# Best Bank for Offshore Account



## mturan (Jul 31, 2016)

Hello Everyone,
I am a Turkish IT consultant living at DIFC and making 2 different business one is my salary job other one is my mobile app business. 

My apps making making arround 25.000 usd every month and I think I need use offshore account(I cant use my home country account for taxing issues). Can you suggest me good offshore banking account ? I want to protect my saving and I want to withdraw money form ATMs with my debit card.

Thank you


----------



## The Rascal (Aug 6, 2014)

Open a company in Belize or the BVI.


----------



## mturan (Jul 31, 2016)

The Rascal said:


> Open a company in Belize or the BVI.


Why suggesting opening company ? I am individual developer and revenue coming from Apple directly(Apple making the invoices).


----------



## Malbec (Jan 2, 2014)

Try ADCB offshore, they offer multiple currencies with debit cards.


----------



## lordaragon (Jul 4, 2013)

mturan said:


> Why suggesting opening company ? I am individual developer and revenue coming from Apple directly(Apple making the invoices).




I've had good experience with standard bank based in Isle of Man.
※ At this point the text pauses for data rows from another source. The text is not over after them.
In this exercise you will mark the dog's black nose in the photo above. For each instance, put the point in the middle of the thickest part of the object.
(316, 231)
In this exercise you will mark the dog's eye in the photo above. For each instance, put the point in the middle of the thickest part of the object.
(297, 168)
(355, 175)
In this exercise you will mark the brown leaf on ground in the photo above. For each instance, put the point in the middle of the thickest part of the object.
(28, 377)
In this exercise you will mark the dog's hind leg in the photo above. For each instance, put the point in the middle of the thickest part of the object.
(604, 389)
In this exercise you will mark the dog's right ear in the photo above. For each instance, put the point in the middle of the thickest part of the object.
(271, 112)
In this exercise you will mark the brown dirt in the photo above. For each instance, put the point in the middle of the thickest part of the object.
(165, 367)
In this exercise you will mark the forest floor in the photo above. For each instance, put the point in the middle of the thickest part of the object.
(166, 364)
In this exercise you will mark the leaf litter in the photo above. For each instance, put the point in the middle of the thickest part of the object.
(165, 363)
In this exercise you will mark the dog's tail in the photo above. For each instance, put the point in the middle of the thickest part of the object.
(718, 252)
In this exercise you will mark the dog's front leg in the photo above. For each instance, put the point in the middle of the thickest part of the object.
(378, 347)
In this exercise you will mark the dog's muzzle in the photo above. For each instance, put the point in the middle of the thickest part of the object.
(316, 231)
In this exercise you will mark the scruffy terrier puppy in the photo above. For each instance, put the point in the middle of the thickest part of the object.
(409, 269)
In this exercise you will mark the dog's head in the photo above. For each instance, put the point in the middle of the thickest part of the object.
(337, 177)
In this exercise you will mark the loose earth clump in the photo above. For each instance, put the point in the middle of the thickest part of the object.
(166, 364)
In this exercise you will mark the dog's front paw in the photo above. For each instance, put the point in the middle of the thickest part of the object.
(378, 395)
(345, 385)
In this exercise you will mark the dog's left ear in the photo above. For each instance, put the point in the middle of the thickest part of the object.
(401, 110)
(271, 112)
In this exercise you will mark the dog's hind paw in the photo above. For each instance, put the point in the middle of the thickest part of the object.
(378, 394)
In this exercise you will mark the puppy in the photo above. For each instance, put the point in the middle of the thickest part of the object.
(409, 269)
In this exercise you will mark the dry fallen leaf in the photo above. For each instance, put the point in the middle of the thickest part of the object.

Account can be opened without a visit to the bank though it requires true copies of documents and a few phone interviews with the bankers. 

ADCB jersey banking is also reasonably good...


Sent from my iPad using Tapatalk


----------



## ThunderCat (Oct 28, 2015)

ADCB Jersey is great.


----------



## mturan (Jul 31, 2016)

Thanks for ADCB recommendations but what will hapen when I go back to my home country and cancel my UAE residence visa ?


----------



## ThunderCat (Oct 28, 2015)

mturan said:


> Thanks for ADCB recommendations but what will hapen when I go back to my home country and cancel my UAE residence visa ?


Nothing will change.


----------



## currently_indian (Feb 24, 2013)

mturan said:


> Why suggesting opening company ? I am individual developer and revenue coming from Apple directly(Apple making the invoices).


Even I am an app developer and in the same situation. I recently I came to know about ADCB offshore banking in Jersey. Did you explore it? Or anyone else in the forum has any info about it.


----------



## sarahfeldman (Mar 9, 2017)

ADCB Offshore Bank Account require Opening Blance of USD $25,000 or currency equivalent. Huge Amount


----------